Maar dat bestuur is wel door en door corrupt (PLO), moslimfundamentalistisch (Hamas) en dictatoriaal. Palestijnen in Gaza zuchten onder de sharia en de dictatuur van Hamas. Wie zich kritisch uitlaat over het regime, wordt als “vermoedelijke agent van Israël” geëxecuteerd, zoals een Palestijnse taxichauffeur in november 2012 overkwam, die zich tegen zijn passagiers negatief over Hamas had uitgelaten. De Palestijnse economie is in de jaren negentig enorm gekrompen, door die terreur en corruptie. Buitenlandse investeerders – die kort enthousiast waren – trokken zich daardoor snel weer terug. Israël moest noodzakelijkerwijs de inzet van Palestijnse werknemers verminderen, vanwege het toegenomen veiligheidsrisico.

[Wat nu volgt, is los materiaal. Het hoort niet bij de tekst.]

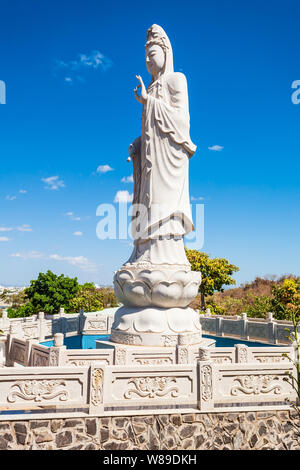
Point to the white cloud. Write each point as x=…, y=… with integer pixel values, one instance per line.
x=79, y=261
x=72, y=216
x=71, y=70
x=24, y=228
x=123, y=196
x=53, y=183
x=104, y=169
x=216, y=148
x=127, y=179
x=28, y=255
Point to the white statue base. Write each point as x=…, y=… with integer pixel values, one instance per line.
x=125, y=354
x=154, y=326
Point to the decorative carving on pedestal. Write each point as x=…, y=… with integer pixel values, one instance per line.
x=96, y=325
x=38, y=390
x=120, y=356
x=183, y=356
x=256, y=384
x=54, y=357
x=156, y=284
x=206, y=382
x=97, y=387
x=157, y=287
x=152, y=387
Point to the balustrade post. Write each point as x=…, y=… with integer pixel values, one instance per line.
x=81, y=321
x=8, y=362
x=5, y=322
x=272, y=330
x=27, y=358
x=58, y=352
x=206, y=380
x=219, y=326
x=244, y=323
x=41, y=318
x=62, y=323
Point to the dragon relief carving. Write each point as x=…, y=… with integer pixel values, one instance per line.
x=97, y=387
x=256, y=384
x=152, y=387
x=206, y=382
x=38, y=390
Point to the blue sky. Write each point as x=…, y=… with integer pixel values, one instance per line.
x=69, y=69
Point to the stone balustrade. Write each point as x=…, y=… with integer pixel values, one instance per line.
x=43, y=326
x=242, y=327
x=52, y=381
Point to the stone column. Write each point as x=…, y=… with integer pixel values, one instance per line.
x=58, y=352
x=5, y=321
x=41, y=326
x=96, y=391
x=206, y=376
x=244, y=323
x=271, y=328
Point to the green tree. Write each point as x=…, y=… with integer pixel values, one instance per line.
x=49, y=292
x=259, y=307
x=216, y=272
x=286, y=299
x=87, y=298
x=91, y=299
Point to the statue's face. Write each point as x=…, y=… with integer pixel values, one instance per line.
x=155, y=59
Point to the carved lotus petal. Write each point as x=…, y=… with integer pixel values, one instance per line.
x=190, y=291
x=163, y=292
x=181, y=276
x=124, y=275
x=179, y=322
x=152, y=277
x=137, y=293
x=153, y=323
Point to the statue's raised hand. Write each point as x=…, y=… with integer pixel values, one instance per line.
x=142, y=98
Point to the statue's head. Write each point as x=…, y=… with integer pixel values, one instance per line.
x=158, y=51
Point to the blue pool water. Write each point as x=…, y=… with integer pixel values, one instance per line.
x=89, y=341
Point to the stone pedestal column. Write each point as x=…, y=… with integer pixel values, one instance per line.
x=155, y=311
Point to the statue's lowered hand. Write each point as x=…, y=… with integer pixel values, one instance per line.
x=142, y=98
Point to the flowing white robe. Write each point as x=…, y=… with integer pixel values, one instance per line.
x=161, y=170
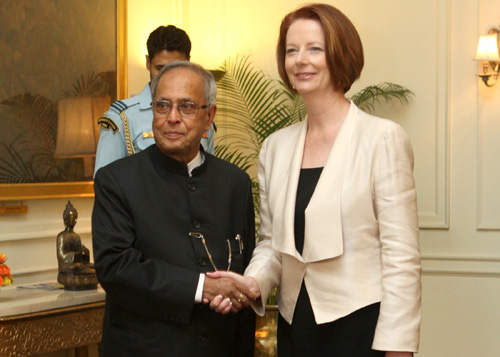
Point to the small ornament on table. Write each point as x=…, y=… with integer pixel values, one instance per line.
x=76, y=272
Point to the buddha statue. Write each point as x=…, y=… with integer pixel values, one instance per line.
x=76, y=272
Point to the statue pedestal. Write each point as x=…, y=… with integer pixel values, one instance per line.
x=34, y=321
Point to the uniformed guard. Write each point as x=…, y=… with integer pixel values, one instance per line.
x=126, y=128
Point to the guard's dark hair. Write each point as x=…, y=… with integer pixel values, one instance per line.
x=168, y=38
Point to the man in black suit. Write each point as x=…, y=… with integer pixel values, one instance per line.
x=163, y=218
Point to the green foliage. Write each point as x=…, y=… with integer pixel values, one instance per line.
x=366, y=98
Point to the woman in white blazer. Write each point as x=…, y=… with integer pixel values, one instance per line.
x=339, y=228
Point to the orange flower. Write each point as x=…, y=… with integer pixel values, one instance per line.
x=4, y=270
x=5, y=276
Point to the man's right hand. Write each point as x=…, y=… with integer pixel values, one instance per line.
x=228, y=291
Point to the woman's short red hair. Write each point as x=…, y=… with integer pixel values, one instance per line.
x=344, y=51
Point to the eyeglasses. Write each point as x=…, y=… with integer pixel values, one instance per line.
x=186, y=109
x=202, y=238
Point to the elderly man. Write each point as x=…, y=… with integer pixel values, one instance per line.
x=126, y=126
x=163, y=218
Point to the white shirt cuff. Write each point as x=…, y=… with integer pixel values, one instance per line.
x=199, y=289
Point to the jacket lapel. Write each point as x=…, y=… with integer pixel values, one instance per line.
x=323, y=226
x=284, y=210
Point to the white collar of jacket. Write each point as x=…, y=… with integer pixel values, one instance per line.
x=319, y=244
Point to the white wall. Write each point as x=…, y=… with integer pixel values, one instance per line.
x=453, y=121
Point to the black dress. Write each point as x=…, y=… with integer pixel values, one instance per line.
x=350, y=336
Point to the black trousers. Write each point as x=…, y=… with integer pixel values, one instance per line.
x=350, y=336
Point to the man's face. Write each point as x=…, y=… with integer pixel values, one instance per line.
x=176, y=136
x=161, y=59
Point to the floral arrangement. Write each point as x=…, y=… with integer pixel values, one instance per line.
x=5, y=277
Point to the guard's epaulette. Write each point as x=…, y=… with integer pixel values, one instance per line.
x=118, y=106
x=107, y=123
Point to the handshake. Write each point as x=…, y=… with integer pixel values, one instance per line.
x=227, y=291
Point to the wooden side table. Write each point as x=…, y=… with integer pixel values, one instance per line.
x=39, y=321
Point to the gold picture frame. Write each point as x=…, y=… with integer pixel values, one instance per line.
x=30, y=191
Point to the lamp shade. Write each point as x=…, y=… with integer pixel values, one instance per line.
x=487, y=48
x=77, y=130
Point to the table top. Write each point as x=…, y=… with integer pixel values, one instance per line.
x=17, y=301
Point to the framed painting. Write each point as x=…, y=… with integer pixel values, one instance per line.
x=63, y=63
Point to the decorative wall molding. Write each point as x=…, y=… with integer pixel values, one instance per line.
x=35, y=229
x=484, y=267
x=437, y=216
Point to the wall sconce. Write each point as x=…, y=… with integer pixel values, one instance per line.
x=77, y=129
x=487, y=51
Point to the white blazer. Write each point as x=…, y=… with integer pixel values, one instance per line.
x=361, y=228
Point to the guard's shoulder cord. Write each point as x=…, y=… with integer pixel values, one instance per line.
x=126, y=133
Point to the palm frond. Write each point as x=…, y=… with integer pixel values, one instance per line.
x=366, y=98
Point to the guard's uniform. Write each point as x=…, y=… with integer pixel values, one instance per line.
x=127, y=128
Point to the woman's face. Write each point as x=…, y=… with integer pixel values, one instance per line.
x=305, y=60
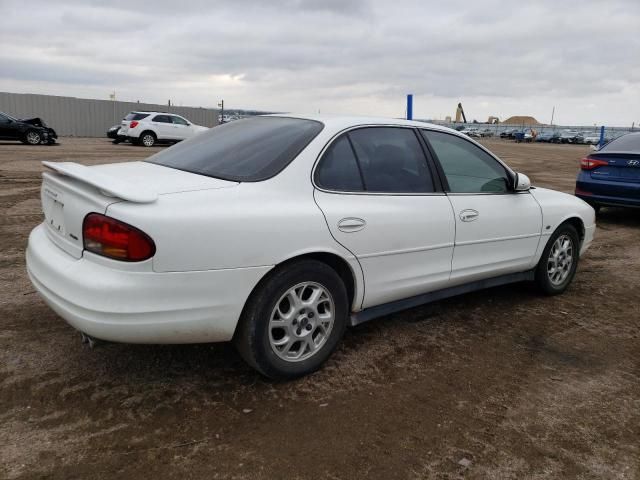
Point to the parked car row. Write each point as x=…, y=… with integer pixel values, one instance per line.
x=138, y=128
x=31, y=131
x=476, y=132
x=150, y=128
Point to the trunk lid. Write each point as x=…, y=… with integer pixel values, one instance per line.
x=71, y=191
x=621, y=167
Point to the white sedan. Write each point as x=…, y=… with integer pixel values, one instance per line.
x=278, y=232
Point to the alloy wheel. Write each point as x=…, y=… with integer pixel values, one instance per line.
x=560, y=260
x=301, y=321
x=33, y=138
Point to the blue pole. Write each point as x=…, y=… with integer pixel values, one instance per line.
x=410, y=106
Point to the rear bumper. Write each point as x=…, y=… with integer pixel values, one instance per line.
x=606, y=200
x=607, y=192
x=139, y=307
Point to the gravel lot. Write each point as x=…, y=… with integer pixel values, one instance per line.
x=502, y=383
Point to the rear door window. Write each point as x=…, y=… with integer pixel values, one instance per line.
x=391, y=160
x=339, y=169
x=179, y=120
x=467, y=168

De Palestijnen bleken net zo bevattelijk voor de virussen van autocratie, moslimfundamentalisme, stammenstrijd, geweld, haat en afgunst naar andere bevolkingsgroepen, als de rest van de Arabische wereld.

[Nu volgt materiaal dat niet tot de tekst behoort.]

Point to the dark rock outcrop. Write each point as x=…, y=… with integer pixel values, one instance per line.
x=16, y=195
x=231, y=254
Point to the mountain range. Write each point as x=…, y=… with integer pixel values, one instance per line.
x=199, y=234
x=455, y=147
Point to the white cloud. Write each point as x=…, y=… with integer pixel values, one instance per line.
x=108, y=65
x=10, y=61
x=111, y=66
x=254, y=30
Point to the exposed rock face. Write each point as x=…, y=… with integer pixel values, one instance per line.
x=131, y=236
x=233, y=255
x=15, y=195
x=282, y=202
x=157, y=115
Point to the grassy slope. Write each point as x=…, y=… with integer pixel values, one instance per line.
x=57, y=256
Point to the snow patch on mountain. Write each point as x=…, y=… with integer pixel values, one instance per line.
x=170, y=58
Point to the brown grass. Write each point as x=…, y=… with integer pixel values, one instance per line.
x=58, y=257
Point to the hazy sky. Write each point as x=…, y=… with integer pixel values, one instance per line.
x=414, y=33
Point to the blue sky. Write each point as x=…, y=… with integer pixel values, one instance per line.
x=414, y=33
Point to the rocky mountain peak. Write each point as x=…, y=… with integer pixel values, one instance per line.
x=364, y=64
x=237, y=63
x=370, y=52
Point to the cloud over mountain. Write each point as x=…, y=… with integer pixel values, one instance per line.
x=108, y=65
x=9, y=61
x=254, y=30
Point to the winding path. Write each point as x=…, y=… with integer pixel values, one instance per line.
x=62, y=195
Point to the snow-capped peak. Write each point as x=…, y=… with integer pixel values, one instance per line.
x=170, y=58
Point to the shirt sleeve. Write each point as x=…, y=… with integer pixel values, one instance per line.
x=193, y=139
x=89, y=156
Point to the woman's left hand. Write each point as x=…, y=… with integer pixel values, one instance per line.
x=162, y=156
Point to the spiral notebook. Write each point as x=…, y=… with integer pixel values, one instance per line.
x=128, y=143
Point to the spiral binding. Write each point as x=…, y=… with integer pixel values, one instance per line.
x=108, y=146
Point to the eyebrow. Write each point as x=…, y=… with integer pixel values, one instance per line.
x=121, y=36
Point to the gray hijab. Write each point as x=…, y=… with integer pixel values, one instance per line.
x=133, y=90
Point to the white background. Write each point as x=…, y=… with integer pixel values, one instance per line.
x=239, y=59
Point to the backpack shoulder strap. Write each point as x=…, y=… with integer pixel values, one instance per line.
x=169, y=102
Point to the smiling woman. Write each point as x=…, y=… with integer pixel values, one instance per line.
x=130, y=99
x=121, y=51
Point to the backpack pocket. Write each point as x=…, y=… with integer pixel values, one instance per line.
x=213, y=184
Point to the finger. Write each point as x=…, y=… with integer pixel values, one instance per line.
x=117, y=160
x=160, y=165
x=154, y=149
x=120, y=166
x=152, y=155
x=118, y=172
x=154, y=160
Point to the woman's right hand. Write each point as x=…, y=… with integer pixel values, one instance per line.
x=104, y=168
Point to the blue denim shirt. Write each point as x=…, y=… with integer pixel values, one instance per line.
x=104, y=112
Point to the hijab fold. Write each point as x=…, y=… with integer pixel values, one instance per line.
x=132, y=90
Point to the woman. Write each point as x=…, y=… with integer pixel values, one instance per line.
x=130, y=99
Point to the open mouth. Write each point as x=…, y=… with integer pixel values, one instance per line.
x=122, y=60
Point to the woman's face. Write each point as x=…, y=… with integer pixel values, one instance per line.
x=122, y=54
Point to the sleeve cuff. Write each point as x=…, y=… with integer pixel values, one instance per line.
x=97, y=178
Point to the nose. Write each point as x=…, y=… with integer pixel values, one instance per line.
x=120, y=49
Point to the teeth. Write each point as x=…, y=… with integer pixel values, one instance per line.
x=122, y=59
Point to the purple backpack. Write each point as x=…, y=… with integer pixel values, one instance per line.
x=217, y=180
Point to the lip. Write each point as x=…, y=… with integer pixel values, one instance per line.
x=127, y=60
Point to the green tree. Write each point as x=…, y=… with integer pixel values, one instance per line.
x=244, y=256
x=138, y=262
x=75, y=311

Het is wat dat betreft symbolisch te noemen dat een paar duizend huizen voor Joden door de Arabieren nog steeds wordt voorgesteld als het grootste probleem in het Midden-Oosten, terwijl de hele regio ten onder gaat aan geweld. Waar de Israëli’s willen opbouwen, breken de Arabieren af.
Maar terwijl de regio in brand staat, is de Joodse staat een eiland van rust en voorspoed.
Dat is niet te danken aan de Oslo-akkoorden, maar aan de kracht en eensgezindheid van de Israëli’s.
Wie had dat twintig jaar geleden durven voorspellen, toen het land diep verdeeld was en de Oslo-akkoorden met maar één stem meerderheid in het Israëlisch parlement werden aangenomen?